Dona de diversas Birkins, que a aguardam no closet de seus apartamentos em Londres e São Paulo, Rosy Verdi, acionista do grupo Rodobens – do setor automotivo, imobiliário e financeiro –, explica que sabe distinguir as originais das falsas. Mas não de bate-pronto. “No caso da Birkin, as falsas são levemente mais bojudas em baixo. Mas a questão fica mais evidente com o tempo de uso. As ferragens das peças falsas riscam e ganham uma cor avermelhada. Quem conhece, sabe a procedência.”
Verdi diz que as lojas Hermès têm um cadastro único da clientela em todo o mundo. “Não adianta, para comprar uma bolsa, entrar na fila de uma loja de Londres, outra fila em Paris e mais outra em Fort Lauderdale: eles puxam o nosso histórico.” Ela recorda que, há cinco anos, a grife francesa Jacquemus lançou uma bolsa tão pequena que não comportava nem mesmo um celular. Foi um sucesso, e a concorrência resolveu trilhar o mesmo caminho, inclusive a Hermès. “Então, hoje, o apelo está nas versões em miniatura. Tenho uma Birkin grande, na cor laranja, que não tiro do armário há uns três anos.”
A consultora de etiqueta Fátima Scarpa, de uma das famílias tradicionais de São Paulo, tem uma visão crítica sobre a proliferação de bolsas Birkin – originais ou falsas. “Bem, falsa eu jamais teria. Mas jamais compraria uma verdadeira também. Essas meninas chegam no cabeleireiro, botam a Birkin em cima da bancada e acham que estão abafando, mas sequer cumprimentam a manicure”, diz ela. “A bolsa não diz nada. O dinheiro compra tudo, menos a classe.” Scarpa tem uma bolsa modelo Kelly, também da Hermès, que ganhou de uma amiga, mas acha que desfilar com uma Birkin hoje pesa contra. “Todo mundo tem cópias, então a mulher não se destaca e mostra que quer aprovação. As bolsas brasileiras da Misci, Serpui e Egrey são muito mais interessantes.”
Por causa da estratégia comercial da Hermès de sugerir primeiro o consumo de outros produtos para só depois o cliente adquirir o direito de adquirir uma Birkin, os californianos Tina Cavalleri e Mark Glinoga entraram no começo deste ano com uma ação judicial contra a grife em São Francisco. Eles alegaram que a Hermès descumpre as leis antitruste dos Estados Unidos. Cavalleri e Glinoga disseram ter desembolsado “dezenas de milhares de dólares” enquanto esperavam por sua Birkin.

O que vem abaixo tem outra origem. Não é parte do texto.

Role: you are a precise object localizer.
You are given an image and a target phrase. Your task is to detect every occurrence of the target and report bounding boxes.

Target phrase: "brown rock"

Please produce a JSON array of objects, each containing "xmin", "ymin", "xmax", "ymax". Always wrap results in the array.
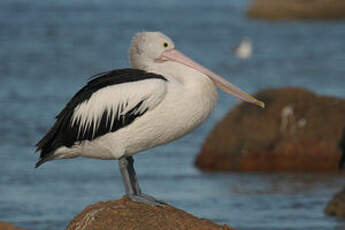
[
  {"xmin": 0, "ymin": 222, "xmax": 25, "ymax": 230},
  {"xmin": 246, "ymin": 0, "xmax": 345, "ymax": 20},
  {"xmin": 325, "ymin": 187, "xmax": 345, "ymax": 218},
  {"xmin": 67, "ymin": 197, "xmax": 233, "ymax": 230},
  {"xmin": 196, "ymin": 87, "xmax": 345, "ymax": 172}
]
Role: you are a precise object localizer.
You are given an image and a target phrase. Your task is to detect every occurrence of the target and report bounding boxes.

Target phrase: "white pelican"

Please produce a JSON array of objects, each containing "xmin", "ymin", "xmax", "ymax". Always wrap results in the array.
[
  {"xmin": 36, "ymin": 32, "xmax": 264, "ymax": 205},
  {"xmin": 233, "ymin": 37, "xmax": 252, "ymax": 59}
]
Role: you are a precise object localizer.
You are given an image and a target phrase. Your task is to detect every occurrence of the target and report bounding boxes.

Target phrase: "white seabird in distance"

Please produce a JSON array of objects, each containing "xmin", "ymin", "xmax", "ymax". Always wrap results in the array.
[
  {"xmin": 36, "ymin": 32, "xmax": 264, "ymax": 205},
  {"xmin": 233, "ymin": 37, "xmax": 252, "ymax": 59}
]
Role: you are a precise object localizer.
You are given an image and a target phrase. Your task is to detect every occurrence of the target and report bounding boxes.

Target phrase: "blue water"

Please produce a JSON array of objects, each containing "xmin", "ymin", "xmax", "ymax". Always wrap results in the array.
[{"xmin": 1, "ymin": 0, "xmax": 345, "ymax": 229}]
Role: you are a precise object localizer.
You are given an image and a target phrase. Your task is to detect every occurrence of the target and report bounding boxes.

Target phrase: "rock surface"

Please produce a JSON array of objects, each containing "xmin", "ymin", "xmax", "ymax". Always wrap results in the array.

Na Lili Bolsas, a loja do Shopping Veneza, o processo é mais rápido, sem os excruciantes anos de espera. Numa troca de mensagens por WhatsApp, a vendedora informa que acabaram de chegar – e estão lá, fresquinhas e disponíveis – mais três bolsas Hermès, todas elas superfakes. A Kelly mini na cor cinza e a Birkin média na cor marrom estão saindo por 9,5 mil reais, cada. “Ou 9,8 mil para fazer em dez vezes.” Pechincha.